Lesson 7: Who Should Know Details Before Your Crisis Communications Drill?
By Gerard Braud
No one knows the hour or the day when a real crisis will strike, nor do they know how or when various events will cascade during the crisis. Your crisis communications drill needs to simulate as much of this as possible.
In a crisis communications drill, chances are you need to let everyone involved know at least the date of the drill. The date is the only piece of information that I ever share with people involved in the crisis drills I facilitate.
I may take the easy path and run a drill for three hours from 9 a.m. until noon, or I may let the crisis begin to unfold as people are in the middle of their commute to work.
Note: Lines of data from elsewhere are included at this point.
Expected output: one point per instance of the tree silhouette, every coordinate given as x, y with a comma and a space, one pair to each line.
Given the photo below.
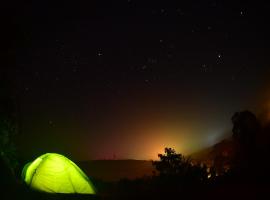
176, 166
8, 128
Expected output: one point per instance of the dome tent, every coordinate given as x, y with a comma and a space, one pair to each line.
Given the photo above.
54, 173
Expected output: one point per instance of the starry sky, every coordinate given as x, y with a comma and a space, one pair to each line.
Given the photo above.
124, 79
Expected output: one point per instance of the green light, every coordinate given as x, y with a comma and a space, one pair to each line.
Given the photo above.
54, 173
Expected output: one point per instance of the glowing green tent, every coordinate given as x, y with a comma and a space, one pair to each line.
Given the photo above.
55, 173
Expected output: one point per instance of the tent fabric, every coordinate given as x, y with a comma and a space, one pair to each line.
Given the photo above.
54, 173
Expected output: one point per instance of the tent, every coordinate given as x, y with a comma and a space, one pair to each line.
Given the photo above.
54, 173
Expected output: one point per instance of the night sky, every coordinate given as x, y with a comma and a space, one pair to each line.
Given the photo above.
124, 79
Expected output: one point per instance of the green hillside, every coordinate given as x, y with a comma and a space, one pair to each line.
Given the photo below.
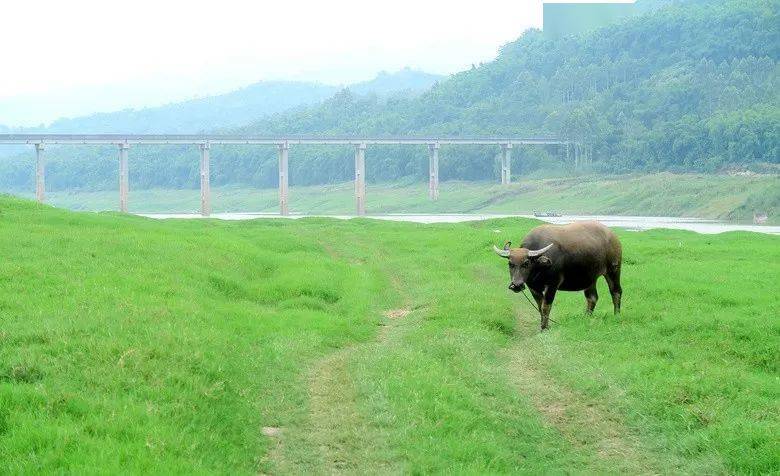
691, 86
732, 198
138, 346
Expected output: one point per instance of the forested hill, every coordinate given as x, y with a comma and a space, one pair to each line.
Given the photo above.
690, 86
235, 108
687, 86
Sometimes I launch the drill as parents are juggling the morning rituals of getting their kids up and off to school.
Since real crisis events seldom happen at a convenient time, your crisis communications drill should duplicate and simulate real life challenges.
In addition to keeping the starting time a secret, I never share details about the drill scenario with anyone other than other drill facilitators.
Secrecy is important because you don’t want anyone taking extra precautions in the days or weeks before the drill. The drill is designed to measure everyone’s preparedness and response at a specific moment in time. In other words, if a crisis happened now, how prepared would everyone be?
After the drill you should be prepared to modify your crisis communications plan.